All About Japan

The 3 Great Cherry Trees of Japan

Cherry Blossoms Japanese Countryside Spring in Tohoku Shoryudo Fukushima Gifu Yamanashi Tohoku
The 3 Great Cherry Trees of Japan

In Japan, cherry trees, or sakura, are the rock stars of the plant kingdom. But just as some music acts draw larger crowds than others, these three sakura are considered to be the absolute peak of the pink-flowered crowd.

It’s sort of ironic in otherwise thorough and industrious Japan, but as a whole the country doesn’t really go for sequential Top 10 lists. Instead, Japanese society tries to come to a consensus on the best three, in no particular order, whether the subject is beautiful views, gardens, festivals, naval admirals, or, as we look at today, cherry blossom trees.

Miharu Takizakura (Miharu Town, Fukushima)

Miharu Takizakura (Miharu Town, Fukushima)

First up is the Miharu Takizakura, found in the Miharu-machi section of Tamura County in Fukushima Prefecture.

Sakura have long been revered in Japan, with the practice of holding cherry blossom viewing parties, or hanami, said to date back to at least the eighth century. As such, many of the most beautiful specimens have been lovingly cared for over hundreds of years. A few reach an even more advanced age, such as the Miharu Takizakura, which is over 1,000 years old.

The tree is 12 meters (39 ft 4 in) tall, and at its widest point the canopy measures 25 meters (82 ft) across.

Takizakura literally means “waterfall sakura,” and is a reference to the weeping tree’s curved branches. It also serves as a metaphor for the way the petals cascade down from the branches after the sakura reach full bloom.

Usuzumi Sakura (Motosu City, Gifu)

Usuzumi Sakura (Motosu City, Gifu)

The Miharu Takizakura isn’t the only sakura to reach the millennium mark, though. There’s also the Usuzumi Sakura in Motosu, Gifu Prefecture, which is over 1,500 years old.

According to historical records, the 16-meter-tall (52 ft 6 in) tree was planted by Japan’s Emperor Keitai, who reigned over the country during the early sixth century. In 1922, it was officially designated by the government as a National Natural Treasure.
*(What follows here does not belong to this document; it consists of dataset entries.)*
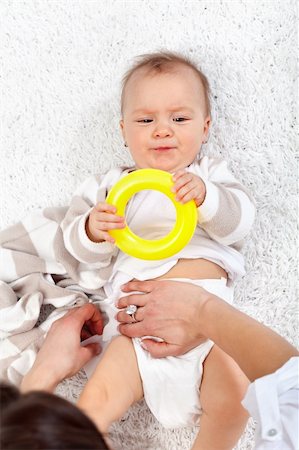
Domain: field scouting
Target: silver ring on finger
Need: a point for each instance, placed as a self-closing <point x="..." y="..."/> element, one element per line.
<point x="131" y="310"/>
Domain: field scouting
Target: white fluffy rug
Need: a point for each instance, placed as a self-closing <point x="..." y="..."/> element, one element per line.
<point x="62" y="62"/>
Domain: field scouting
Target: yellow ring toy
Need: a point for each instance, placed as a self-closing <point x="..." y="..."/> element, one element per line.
<point x="170" y="244"/>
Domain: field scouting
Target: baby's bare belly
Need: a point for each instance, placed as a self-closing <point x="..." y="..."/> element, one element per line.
<point x="195" y="269"/>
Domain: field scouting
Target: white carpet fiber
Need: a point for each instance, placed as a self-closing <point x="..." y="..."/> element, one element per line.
<point x="62" y="63"/>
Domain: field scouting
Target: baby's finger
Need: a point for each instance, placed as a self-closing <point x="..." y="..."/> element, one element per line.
<point x="103" y="206"/>
<point x="106" y="226"/>
<point x="106" y="217"/>
<point x="178" y="174"/>
<point x="104" y="236"/>
<point x="182" y="181"/>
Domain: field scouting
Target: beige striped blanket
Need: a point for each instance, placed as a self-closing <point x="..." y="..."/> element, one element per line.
<point x="40" y="281"/>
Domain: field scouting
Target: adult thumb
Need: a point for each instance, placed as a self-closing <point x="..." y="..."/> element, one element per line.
<point x="90" y="350"/>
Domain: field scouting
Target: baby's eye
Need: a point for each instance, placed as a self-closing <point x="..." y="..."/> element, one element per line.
<point x="180" y="119"/>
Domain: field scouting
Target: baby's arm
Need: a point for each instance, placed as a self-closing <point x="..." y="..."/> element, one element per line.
<point x="82" y="243"/>
<point x="226" y="211"/>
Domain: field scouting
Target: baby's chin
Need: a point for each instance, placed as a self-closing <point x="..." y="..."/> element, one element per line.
<point x="166" y="167"/>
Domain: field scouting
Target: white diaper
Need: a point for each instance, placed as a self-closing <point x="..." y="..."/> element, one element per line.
<point x="171" y="385"/>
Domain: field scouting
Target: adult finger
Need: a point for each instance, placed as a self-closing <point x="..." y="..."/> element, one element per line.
<point x="133" y="329"/>
<point x="123" y="317"/>
<point x="87" y="312"/>
<point x="132" y="299"/>
<point x="160" y="349"/>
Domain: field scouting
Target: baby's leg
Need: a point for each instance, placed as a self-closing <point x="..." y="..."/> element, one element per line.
<point x="223" y="387"/>
<point x="114" y="386"/>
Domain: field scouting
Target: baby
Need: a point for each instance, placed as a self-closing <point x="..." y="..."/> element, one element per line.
<point x="165" y="119"/>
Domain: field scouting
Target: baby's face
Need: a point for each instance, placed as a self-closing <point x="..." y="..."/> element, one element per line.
<point x="164" y="121"/>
Like the Mihara Takizakura, the Usuzumi Sakura has a meaningful name. Translating as “pale black ink sakura,” it refers to the colors of the tree's flowers. Wait for it: Prior to the flowers’ opening, their buds are a soft pink, and in full bloom, they’re almost entirely white. When they fall from the tree, however, they turn a pale ashen color, hence the name.
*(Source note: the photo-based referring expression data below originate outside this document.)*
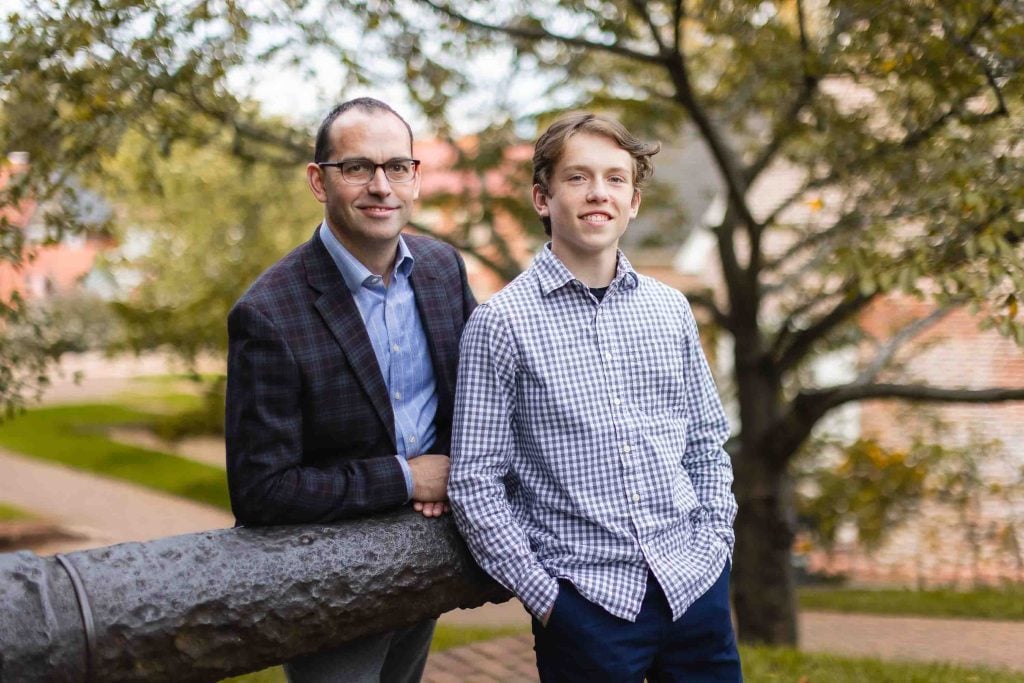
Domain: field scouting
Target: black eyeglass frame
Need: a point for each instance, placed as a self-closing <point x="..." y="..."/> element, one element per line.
<point x="339" y="165"/>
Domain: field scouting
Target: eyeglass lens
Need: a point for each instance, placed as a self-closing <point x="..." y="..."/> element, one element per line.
<point x="363" y="170"/>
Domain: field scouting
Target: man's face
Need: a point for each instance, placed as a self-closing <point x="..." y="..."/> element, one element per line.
<point x="370" y="216"/>
<point x="590" y="198"/>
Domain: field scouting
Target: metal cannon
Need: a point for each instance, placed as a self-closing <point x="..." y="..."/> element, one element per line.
<point x="204" y="606"/>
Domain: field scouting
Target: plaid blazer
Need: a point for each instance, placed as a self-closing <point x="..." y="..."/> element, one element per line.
<point x="309" y="426"/>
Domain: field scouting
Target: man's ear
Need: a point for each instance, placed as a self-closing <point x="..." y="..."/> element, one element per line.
<point x="541" y="202"/>
<point x="314" y="177"/>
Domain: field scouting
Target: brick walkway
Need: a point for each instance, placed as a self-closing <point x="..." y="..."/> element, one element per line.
<point x="966" y="642"/>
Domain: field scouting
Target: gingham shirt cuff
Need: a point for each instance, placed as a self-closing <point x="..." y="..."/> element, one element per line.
<point x="537" y="590"/>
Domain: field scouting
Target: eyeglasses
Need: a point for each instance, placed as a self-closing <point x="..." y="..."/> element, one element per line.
<point x="361" y="171"/>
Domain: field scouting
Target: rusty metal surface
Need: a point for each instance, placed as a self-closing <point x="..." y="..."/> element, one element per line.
<point x="203" y="606"/>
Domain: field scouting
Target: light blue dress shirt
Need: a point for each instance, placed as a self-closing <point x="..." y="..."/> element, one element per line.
<point x="399" y="343"/>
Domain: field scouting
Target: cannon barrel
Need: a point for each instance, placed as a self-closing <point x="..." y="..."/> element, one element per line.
<point x="204" y="606"/>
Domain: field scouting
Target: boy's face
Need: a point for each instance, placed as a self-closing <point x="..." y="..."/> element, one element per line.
<point x="591" y="197"/>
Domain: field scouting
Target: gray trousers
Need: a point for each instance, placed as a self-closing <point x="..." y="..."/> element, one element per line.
<point x="397" y="656"/>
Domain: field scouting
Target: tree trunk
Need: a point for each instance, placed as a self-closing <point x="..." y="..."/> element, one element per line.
<point x="763" y="580"/>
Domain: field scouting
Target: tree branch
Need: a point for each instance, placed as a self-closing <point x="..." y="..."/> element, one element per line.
<point x="792" y="353"/>
<point x="542" y="34"/>
<point x="790" y="120"/>
<point x="913" y="392"/>
<point x="888" y="350"/>
<point x="678" y="16"/>
<point x="785" y="435"/>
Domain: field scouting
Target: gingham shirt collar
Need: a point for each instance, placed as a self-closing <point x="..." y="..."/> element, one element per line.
<point x="552" y="273"/>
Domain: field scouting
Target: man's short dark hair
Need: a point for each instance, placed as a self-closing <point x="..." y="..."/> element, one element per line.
<point x="551" y="144"/>
<point x="323" y="150"/>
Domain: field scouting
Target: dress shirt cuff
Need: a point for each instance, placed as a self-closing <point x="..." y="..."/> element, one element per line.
<point x="408" y="473"/>
<point x="537" y="590"/>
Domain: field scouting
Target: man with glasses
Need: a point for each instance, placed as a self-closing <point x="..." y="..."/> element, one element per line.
<point x="341" y="367"/>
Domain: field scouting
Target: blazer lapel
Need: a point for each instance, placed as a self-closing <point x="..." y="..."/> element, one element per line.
<point x="342" y="317"/>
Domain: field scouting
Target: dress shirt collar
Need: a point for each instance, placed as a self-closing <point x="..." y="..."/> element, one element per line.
<point x="354" y="273"/>
<point x="552" y="273"/>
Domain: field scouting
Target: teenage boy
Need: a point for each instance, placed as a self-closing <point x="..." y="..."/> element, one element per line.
<point x="588" y="470"/>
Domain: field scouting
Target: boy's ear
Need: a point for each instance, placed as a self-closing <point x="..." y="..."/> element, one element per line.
<point x="541" y="202"/>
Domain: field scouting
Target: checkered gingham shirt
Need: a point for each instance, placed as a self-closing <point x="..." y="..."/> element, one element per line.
<point x="588" y="442"/>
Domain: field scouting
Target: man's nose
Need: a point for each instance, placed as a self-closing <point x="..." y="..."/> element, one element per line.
<point x="598" y="191"/>
<point x="379" y="183"/>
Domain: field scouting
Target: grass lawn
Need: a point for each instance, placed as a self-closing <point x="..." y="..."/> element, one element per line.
<point x="764" y="664"/>
<point x="995" y="603"/>
<point x="74" y="435"/>
<point x="9" y="513"/>
<point x="760" y="664"/>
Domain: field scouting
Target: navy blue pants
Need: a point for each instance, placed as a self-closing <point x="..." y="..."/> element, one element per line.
<point x="585" y="643"/>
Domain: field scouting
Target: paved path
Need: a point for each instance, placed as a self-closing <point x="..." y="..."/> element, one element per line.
<point x="968" y="642"/>
<point x="99" y="511"/>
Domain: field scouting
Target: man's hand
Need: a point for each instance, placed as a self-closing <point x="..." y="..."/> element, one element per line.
<point x="430" y="509"/>
<point x="429" y="483"/>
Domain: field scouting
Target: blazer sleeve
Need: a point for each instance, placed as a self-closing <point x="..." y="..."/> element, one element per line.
<point x="268" y="479"/>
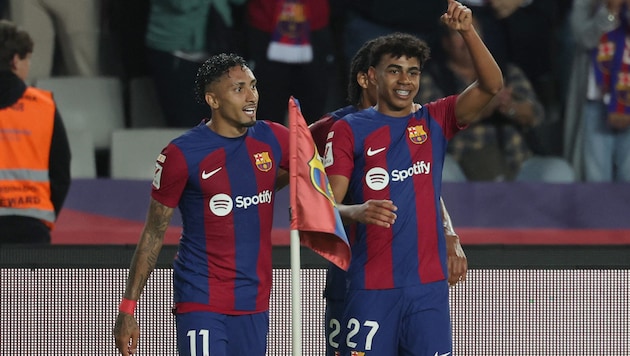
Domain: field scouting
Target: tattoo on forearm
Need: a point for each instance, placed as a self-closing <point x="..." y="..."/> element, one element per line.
<point x="148" y="249"/>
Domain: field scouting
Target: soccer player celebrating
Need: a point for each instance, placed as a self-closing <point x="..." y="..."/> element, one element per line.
<point x="390" y="157"/>
<point x="222" y="174"/>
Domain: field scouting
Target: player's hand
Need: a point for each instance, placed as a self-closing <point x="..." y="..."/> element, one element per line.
<point x="377" y="212"/>
<point x="457" y="17"/>
<point x="126" y="333"/>
<point x="457" y="262"/>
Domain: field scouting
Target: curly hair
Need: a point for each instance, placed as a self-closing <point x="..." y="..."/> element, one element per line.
<point x="212" y="69"/>
<point x="399" y="44"/>
<point x="13" y="41"/>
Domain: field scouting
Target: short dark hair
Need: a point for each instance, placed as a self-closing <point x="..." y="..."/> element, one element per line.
<point x="212" y="69"/>
<point x="399" y="44"/>
<point x="13" y="41"/>
<point x="360" y="63"/>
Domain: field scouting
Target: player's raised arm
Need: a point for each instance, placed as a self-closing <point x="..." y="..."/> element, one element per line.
<point x="457" y="262"/>
<point x="126" y="331"/>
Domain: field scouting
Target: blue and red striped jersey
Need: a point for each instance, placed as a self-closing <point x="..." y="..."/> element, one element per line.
<point x="224" y="188"/>
<point x="396" y="158"/>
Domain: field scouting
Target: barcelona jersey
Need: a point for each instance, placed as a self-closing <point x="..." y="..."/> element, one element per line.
<point x="224" y="188"/>
<point x="400" y="159"/>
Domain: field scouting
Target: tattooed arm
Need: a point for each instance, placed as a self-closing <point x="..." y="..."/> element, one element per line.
<point x="126" y="331"/>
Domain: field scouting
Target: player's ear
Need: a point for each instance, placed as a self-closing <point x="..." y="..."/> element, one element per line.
<point x="362" y="79"/>
<point x="211" y="100"/>
<point x="372" y="75"/>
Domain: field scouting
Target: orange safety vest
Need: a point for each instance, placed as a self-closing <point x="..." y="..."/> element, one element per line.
<point x="26" y="130"/>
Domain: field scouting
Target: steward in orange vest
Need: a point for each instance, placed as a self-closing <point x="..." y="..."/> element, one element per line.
<point x="34" y="149"/>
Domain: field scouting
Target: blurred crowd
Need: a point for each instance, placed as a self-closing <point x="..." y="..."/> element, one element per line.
<point x="563" y="64"/>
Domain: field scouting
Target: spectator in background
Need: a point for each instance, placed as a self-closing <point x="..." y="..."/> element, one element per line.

Jindai-zakura (Hokuto City, Yamanashi)

Jindai-zakura (Hokuto City, Yamanashi)

Finally, the oldest of Japan’s three great sakura trees is Yamanashi Prefecture’s Jindai-zakura, in the Takekawa-cho district of Hokuto City.

Meaning “divine generations sakura,” the tree is appropriately located within the grounds of Jissoji Temple. Its exact age is unknown, although estimates place it somewhere around 1,800 to 2,000 years.

When this tree was planted, the Sasanian and Gupta Empires were legitimate political allegiances, and people in North America were just starting to get excited about this awesome new food called “maize.”

The Jindai-zakura has a few things in common with the Usuzumi Sakura, as it’s also a National Natural Treasure, being the first tree to receive the title. The Jindai-zakura also has a connection to Japan’s imperial line, as folklore holds it was planted by Yamato Takeru no Mikoto (pictured above), son of the legendary 12th emperor of Japan, who is said to have lived until roughly 114 A.D.

Sakura are notoriously fickle regarding when they’ll bloom, but in most years the Usuzumi Sakura and Jindai-zakura are at their most beautiful in early April. Being the farthest north of the three, the Miharu Takizakura blooms in mid to late April, meaning that as long as you don’t mind a bit of traveling about, with good timing you can hit all three of Japan’s best sakura trees before their petals hit the ground.